Goody Two-Shoes was published in April 1765, and few nursery books have had a wider circulation, or have retained their position so long. The number of editions that have been published, both in England and America, is legion, and it has appeared in mutilated versions, under the auspices of numerous publishing houses in London and the provinces, although of late years there have been no new issues.

===The anonymous author===
The story has been attributed to the Irish author Oliver Goldsmith, though this is disputed. Because Goldsmith frequently wrote for pay and because of his copious fiction in essays (e.g., The Bee and Citizen of the World), the attribution to Goldsmith is plausible. Washington Irving was one supporter of this attribution; he wrote: "Several quaint little tales introduced in Goldsmith's Essays show that he had a turn for this species of mock history; and the advertisement and title-page bear the stamp of his sly and playful humor." The book has also been attributed to Newbery himself and to Giles Jones, a friend of Newbery.

==Origin of the phrase "goody two-shoes"==
Although The History of Little Goody Two-Shoes is credited with popularizing the term "goody two-shoes", the actual origin of the phrase is unknown.
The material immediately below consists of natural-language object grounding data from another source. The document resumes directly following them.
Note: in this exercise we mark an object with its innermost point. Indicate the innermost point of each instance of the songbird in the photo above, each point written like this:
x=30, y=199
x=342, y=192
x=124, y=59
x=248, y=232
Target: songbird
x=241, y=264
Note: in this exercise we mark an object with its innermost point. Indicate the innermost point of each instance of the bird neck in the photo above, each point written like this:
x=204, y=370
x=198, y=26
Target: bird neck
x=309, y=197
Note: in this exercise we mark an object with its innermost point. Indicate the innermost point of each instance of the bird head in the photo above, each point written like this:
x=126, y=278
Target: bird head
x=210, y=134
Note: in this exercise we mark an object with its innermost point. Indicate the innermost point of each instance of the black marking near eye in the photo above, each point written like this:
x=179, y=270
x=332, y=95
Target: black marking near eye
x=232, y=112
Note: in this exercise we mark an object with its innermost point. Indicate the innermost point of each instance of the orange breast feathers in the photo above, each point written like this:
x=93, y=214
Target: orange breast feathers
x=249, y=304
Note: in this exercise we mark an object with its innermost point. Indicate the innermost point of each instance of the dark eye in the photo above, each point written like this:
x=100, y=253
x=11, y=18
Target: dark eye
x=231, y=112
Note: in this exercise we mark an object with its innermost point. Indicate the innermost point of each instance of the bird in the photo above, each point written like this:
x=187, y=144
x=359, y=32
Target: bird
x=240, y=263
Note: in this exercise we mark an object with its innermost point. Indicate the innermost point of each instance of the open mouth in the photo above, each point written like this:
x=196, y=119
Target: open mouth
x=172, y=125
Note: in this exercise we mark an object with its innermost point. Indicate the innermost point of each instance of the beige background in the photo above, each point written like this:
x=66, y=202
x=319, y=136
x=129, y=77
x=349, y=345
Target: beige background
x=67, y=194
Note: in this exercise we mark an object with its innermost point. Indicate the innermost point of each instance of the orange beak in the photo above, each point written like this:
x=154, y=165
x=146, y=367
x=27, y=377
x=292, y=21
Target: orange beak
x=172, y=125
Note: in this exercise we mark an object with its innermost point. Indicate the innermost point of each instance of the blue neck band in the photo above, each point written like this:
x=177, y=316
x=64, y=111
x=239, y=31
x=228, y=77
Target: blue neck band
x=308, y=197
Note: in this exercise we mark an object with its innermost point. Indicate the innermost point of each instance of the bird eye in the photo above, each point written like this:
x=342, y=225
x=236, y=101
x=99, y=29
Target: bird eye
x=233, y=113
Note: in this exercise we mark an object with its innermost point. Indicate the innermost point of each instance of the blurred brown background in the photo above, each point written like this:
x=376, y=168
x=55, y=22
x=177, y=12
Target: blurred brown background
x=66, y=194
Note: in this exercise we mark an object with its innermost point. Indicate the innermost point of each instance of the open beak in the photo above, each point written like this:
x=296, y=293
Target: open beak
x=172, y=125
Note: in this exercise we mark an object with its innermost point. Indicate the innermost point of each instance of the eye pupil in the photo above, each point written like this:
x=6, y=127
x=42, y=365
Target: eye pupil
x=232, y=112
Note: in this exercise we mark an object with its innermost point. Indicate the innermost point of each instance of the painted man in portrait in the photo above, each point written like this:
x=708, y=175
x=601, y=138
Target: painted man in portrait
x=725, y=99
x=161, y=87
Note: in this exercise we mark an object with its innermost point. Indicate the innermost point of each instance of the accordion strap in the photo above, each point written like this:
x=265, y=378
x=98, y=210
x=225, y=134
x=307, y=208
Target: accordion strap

For example, it appears a century earlier in Charles Cotton's Voyage to Ireland in Burlesque (1670):

Mistress mayoress complained that the pottage was cold;

'And all long of your fiddle-faddle,' quoth she.

'Why, then, Goody Two-shoes, what if it be?

Hold you, if you can, your tittle-tattle,' quoth he.

The name is used herein to point out the mayoress's comparative privilege; "Goody" (a shortening of "Goodwife"),
being the equivalent of "Mrs." and "Two-shoes", implicitly comparing her to people who have no shoes.

However, beginning with this book in 1765 the phrase Goody Two Shoes took on a widely-understood description of a genuinely virtuous, deserving, and hardworking person (simultaneously reinforcing the notion that a strong work ethic is a virtue that makes someone deserving of success).

In or around the 1870s, the phrase began to evolve with the introduction of "goody-goody," a term that was used to mock overly pious, insincere, or self-righteous behavior.

By the mid-20th century (documented around 1969), "Goody Two-Shoes" fully absorbed the “goody-goody” negative connotation, as noted above.